Us Weekly – It’s Heidi Clone! After teasing her fans for weeks about her Halloween costume plans, Heidi Klum finally made her reveal on Monday, October 31 and the results were impressive.
Although the supermodel took time out from prosthetics and mounds of makeup, the same couldn’t be said for the other five women who completed her outfit, by being cloned.
If you ever needed proof that the best kind of life a person can live is life as a super-attractive woman, here it is. In sextuplicate.
There’s not another kind of human being that could pull this off other than an insanely pretty supermodel. If a CEO tried this, or an athlete, musician, sports radio co-host, blogger or manager of a muffler shop for that matter, people would kill him. And with good reason. It takes a weapons-grade level of narcissism just to come up with the concept of five more of yourself. But to spend the resources and energy it takes to put five models into prosthetic make up to make them as good-looking as you is like processing your highly-enriched ego into a nuke.

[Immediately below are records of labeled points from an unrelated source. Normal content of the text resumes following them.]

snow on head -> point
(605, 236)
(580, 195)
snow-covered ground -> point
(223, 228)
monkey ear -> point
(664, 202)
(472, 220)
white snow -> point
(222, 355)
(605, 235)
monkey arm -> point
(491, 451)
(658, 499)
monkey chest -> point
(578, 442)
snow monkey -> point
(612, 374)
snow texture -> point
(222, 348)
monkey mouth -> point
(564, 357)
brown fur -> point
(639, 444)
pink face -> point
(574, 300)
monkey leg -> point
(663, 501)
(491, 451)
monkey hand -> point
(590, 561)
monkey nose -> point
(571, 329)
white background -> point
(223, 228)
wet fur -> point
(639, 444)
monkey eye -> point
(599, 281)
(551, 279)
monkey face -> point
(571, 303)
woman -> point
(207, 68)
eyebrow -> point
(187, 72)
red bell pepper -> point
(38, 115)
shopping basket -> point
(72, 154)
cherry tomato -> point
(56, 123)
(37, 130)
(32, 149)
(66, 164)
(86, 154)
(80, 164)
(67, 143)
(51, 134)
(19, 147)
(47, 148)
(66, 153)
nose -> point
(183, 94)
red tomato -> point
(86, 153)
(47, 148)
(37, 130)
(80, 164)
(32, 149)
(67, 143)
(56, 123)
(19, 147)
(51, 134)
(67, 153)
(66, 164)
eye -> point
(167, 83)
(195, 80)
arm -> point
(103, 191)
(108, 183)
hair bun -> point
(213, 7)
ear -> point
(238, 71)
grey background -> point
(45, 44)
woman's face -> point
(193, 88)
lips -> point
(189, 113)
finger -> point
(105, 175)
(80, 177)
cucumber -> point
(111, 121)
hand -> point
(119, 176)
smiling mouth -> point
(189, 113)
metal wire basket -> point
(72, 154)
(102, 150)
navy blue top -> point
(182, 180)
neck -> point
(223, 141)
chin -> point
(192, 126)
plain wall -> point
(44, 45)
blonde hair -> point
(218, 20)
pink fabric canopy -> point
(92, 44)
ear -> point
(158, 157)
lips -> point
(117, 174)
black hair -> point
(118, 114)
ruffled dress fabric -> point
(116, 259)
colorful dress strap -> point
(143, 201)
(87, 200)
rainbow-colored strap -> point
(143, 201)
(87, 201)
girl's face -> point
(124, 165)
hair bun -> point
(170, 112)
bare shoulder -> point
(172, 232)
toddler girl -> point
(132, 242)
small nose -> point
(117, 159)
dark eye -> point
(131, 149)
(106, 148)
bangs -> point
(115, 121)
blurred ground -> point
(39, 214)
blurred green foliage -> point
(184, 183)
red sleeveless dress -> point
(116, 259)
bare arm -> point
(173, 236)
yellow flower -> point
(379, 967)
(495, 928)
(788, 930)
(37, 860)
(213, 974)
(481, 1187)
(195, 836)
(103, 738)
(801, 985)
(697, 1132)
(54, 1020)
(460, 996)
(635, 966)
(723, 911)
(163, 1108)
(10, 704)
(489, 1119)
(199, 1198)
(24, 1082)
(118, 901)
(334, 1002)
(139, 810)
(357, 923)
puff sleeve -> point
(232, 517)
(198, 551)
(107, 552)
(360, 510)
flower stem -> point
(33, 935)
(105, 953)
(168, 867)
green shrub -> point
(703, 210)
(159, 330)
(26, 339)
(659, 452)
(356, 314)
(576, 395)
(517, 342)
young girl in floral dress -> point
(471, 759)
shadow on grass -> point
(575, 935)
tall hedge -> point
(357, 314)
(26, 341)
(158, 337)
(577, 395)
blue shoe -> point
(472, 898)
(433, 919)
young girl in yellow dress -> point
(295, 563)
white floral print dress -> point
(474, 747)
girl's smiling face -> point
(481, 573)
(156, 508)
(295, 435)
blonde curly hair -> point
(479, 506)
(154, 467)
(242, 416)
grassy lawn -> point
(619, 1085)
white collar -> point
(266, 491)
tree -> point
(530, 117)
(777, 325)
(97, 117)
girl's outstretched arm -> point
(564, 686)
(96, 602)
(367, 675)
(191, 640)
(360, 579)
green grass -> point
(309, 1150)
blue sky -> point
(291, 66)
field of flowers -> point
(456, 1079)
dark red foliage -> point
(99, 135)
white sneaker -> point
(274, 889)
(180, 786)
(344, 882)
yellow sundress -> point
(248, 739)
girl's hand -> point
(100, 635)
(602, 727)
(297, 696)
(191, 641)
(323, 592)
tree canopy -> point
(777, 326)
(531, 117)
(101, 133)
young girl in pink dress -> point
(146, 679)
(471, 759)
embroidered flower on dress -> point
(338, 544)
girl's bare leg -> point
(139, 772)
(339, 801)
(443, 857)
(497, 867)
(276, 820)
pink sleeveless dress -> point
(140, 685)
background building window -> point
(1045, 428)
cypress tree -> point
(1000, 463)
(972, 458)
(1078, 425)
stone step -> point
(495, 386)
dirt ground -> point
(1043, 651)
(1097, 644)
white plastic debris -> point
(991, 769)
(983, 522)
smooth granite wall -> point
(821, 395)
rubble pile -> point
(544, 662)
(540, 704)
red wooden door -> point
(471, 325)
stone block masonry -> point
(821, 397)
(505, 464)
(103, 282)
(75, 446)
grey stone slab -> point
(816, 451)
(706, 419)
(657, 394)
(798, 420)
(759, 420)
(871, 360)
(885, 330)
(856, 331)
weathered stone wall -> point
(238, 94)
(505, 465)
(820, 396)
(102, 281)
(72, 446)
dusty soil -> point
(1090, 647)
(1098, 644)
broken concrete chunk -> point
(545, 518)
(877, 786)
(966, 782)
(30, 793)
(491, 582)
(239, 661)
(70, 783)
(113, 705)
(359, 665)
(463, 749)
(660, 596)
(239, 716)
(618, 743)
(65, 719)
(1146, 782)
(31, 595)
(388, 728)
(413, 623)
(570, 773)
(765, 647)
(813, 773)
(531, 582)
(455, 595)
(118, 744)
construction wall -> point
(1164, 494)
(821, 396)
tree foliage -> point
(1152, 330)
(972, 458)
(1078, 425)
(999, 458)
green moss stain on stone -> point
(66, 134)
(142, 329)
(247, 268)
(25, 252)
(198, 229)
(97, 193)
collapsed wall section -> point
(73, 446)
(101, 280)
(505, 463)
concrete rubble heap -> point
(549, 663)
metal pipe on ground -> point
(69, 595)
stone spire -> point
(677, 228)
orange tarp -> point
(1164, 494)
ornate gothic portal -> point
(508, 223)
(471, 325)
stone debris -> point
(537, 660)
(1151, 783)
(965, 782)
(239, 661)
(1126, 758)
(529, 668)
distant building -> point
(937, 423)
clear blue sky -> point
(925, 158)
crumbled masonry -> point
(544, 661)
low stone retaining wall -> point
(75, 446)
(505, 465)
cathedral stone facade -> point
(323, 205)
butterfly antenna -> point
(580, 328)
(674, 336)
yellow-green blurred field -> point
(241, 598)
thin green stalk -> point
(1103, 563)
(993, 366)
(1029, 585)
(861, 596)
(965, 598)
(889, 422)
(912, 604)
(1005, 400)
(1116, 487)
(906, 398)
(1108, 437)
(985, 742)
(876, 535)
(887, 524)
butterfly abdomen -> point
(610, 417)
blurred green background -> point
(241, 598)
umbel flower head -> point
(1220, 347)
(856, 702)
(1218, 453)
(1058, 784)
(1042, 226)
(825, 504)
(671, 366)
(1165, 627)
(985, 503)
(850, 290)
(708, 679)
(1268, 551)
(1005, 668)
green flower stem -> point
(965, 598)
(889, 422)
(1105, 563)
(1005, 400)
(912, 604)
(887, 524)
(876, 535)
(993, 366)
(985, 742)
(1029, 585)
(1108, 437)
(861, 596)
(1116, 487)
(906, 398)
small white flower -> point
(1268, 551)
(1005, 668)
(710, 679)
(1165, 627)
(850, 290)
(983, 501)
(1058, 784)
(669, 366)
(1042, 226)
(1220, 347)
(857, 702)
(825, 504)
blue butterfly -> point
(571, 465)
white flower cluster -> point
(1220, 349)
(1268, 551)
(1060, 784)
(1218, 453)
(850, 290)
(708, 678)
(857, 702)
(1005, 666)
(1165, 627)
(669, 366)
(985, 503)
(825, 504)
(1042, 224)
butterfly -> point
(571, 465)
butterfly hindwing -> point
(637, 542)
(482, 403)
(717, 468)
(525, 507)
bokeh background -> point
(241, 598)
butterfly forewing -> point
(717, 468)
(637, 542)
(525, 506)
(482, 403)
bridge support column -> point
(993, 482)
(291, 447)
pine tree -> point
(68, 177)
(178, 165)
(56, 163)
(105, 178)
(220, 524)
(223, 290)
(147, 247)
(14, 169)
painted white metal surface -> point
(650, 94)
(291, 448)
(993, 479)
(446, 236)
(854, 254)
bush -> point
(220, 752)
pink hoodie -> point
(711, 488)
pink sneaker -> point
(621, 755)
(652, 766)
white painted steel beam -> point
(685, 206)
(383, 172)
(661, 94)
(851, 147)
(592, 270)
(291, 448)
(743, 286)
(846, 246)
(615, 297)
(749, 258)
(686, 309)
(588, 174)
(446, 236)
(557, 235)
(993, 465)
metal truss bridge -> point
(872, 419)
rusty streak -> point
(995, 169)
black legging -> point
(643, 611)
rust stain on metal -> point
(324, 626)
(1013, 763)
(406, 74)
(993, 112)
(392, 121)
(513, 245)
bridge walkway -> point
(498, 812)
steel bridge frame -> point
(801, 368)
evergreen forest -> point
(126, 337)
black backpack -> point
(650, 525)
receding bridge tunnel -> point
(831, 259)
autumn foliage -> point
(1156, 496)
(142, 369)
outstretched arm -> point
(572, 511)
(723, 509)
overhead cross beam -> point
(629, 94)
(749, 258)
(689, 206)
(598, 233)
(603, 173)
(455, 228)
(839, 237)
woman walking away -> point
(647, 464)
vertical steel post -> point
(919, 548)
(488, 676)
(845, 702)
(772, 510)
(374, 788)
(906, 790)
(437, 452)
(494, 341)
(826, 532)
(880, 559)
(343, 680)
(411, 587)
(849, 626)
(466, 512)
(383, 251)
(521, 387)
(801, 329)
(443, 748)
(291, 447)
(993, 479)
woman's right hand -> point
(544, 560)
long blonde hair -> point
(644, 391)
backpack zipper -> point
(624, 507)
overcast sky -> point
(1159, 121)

It reminds me of an interview I heard with Howie Mandel talking about doing “America’s Got Talent” with Heidi Klum. The gist of which was you could always see the comedic minds of Howie and Howard Stern spinning, trying to nail every comment they’d make with something clever and memorable because they felt that had to earn it every second they’re on the show. Then they’d get to Heidi and she’d just say “It was pretty good” or “You have a nice singing voice” or whatever, and people applaud like they’re in the presence of genius.
But hey, I’m not jealous. If you can be so into yourself instead of dressing up as someone else for Halloween that you pay five models to be you and everyone thinks it’s brilliant, more power to you. I’m just saying that there’s a benefit to being insanely hot.